Towards Effective Deep Neural Network Approach for Multi-Trial P300-based Character Recognition in Brain-Computer Interfaces
Praveen Kumar Shukla, Hubert Cecotti, Yogesh Kumar Meena

TL;DR
This paper introduces a novel weighted ensemble spatio-sequential CNN to enhance P300 detection and character recognition in brain-computer interfaces, addressing challenges like low SNR and uneven P300 distribution.
Contribution
The study proposes a new deep learning model, WE-SPSQ-CNN, that improves classification accuracy and robustness for P300-based BCI character recognition tasks.
Findings
Achieved 69.7% and 79.9% P300 classification accuracy for two subjects.
Attained 76.5%, 87.5%, and 94.5% character recognition accuracy with increasing repetitions.

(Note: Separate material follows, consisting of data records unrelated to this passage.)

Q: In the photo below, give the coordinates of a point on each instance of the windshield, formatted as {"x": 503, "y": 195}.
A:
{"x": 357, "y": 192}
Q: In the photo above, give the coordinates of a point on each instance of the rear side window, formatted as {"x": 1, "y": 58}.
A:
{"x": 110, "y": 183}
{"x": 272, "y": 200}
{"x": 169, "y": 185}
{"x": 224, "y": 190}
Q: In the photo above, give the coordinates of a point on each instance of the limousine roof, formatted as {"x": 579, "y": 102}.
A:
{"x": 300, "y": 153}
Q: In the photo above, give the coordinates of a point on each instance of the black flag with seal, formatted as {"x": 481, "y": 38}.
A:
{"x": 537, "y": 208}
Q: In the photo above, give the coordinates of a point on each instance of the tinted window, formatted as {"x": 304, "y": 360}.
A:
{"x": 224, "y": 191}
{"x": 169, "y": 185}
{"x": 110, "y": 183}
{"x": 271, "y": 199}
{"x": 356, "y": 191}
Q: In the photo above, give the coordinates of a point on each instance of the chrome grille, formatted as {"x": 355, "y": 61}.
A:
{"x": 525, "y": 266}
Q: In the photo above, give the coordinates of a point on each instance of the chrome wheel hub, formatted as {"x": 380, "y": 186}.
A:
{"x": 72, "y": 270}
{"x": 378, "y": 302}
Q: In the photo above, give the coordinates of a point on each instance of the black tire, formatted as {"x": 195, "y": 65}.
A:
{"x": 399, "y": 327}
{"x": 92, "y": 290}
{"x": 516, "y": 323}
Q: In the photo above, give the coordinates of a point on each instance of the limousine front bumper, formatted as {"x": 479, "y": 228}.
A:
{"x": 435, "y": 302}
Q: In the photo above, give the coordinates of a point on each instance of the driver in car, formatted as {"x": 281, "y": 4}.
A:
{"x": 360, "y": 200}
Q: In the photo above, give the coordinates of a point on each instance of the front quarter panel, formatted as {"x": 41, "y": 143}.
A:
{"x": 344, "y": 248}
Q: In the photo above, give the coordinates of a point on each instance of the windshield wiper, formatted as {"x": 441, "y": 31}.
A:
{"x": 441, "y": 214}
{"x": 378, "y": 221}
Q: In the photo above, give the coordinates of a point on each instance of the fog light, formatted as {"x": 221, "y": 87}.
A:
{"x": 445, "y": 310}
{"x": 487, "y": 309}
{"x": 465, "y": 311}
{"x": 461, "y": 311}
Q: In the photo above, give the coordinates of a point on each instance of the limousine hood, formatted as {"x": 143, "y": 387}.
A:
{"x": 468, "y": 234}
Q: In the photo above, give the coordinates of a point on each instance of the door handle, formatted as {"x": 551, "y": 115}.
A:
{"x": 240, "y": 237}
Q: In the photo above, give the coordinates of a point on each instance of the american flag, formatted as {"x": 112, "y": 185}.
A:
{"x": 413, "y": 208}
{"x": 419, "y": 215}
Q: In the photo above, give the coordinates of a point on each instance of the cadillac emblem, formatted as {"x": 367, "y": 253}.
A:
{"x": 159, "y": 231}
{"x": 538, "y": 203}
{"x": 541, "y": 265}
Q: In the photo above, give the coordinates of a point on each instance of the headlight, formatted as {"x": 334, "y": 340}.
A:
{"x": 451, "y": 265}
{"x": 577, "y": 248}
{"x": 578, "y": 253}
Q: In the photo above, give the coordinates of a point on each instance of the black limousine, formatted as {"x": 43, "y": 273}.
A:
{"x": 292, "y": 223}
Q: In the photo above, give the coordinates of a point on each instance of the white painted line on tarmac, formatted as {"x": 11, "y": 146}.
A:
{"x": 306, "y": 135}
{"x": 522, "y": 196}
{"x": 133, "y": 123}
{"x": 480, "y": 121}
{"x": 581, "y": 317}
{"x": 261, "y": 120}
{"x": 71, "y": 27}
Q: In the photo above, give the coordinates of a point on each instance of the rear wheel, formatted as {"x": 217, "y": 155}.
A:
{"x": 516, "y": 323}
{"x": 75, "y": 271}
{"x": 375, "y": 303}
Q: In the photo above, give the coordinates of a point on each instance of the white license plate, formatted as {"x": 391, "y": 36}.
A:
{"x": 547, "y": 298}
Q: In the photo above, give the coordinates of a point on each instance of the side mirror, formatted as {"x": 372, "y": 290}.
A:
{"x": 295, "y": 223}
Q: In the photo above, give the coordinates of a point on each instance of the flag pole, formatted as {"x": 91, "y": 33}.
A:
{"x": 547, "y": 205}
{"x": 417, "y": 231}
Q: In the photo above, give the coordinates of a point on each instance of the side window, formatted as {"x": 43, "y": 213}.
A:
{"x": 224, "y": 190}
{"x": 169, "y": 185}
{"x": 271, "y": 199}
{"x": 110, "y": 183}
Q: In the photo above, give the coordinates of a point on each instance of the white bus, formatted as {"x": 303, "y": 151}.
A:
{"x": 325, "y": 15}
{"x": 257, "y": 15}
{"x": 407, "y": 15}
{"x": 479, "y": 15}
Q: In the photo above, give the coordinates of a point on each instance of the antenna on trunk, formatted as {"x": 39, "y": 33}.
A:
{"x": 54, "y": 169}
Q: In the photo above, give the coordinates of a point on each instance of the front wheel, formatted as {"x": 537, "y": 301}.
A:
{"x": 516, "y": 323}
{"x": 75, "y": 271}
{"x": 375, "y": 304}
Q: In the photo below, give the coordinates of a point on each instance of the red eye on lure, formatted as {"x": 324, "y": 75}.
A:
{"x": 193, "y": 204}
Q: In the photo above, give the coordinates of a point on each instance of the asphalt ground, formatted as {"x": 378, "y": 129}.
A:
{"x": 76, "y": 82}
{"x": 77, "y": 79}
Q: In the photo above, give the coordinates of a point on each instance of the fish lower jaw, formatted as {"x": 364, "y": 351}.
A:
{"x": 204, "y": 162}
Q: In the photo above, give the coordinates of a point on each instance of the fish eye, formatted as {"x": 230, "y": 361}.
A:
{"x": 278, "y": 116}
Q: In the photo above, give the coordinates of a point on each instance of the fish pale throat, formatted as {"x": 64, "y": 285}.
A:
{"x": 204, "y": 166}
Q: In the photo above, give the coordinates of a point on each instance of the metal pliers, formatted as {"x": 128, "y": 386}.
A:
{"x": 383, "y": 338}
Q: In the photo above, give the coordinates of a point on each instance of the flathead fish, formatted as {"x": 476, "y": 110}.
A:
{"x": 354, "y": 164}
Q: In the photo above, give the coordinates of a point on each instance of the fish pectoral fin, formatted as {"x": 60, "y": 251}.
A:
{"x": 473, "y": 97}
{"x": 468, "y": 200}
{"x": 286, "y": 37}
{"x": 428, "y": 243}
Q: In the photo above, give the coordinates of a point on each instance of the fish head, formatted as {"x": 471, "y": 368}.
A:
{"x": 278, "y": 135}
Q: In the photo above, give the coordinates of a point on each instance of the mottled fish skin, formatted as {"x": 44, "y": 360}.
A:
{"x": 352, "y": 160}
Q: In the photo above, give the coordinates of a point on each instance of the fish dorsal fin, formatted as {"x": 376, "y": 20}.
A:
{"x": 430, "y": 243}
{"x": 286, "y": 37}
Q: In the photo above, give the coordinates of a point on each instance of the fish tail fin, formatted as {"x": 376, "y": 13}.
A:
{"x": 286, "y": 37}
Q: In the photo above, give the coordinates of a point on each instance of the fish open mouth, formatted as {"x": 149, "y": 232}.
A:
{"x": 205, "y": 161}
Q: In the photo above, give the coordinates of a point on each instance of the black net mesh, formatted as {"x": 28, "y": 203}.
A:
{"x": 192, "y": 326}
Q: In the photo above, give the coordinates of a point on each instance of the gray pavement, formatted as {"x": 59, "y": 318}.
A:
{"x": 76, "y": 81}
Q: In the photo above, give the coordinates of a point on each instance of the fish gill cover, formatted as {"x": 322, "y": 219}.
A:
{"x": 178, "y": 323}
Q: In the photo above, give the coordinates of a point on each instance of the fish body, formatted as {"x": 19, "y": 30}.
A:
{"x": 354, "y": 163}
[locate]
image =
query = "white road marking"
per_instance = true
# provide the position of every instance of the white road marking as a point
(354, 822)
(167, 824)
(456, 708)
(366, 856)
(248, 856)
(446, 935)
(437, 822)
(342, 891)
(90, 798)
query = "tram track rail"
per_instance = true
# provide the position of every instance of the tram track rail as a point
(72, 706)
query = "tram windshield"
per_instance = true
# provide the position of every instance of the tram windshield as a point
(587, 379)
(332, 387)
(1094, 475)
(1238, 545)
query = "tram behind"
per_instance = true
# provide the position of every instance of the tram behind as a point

Outperformed existing models in five-repetition scenarios.
Abstract
Brain-computer interfaces (BCIs) enable direct interaction between users and computers by decoding brain signals. This study addresses the challenges of detecting P300 event-related potentials in electroencephalograms (EEGs) and integrating these P300 responses for character spelling, particularly within oddball paradigms characterized by uneven P300 distribution, low target probability, and poor signal-to-noise ratio (SNR). This work proposes a weighted ensemble spatio-sequential convolutional neural network (WE-SPSQ-CNN) to improve classification accuracy and SNR by mitigating signal variability for character identification. We evaluated the proposed WE-SPSQ-CNN on dataset II from the BCI Competition III, achieving P300 classification accuracies of 69.7\% for subject A and 79.9\% for subject B across fifteen epochs. For character recognition, the model achieved average accuracies of…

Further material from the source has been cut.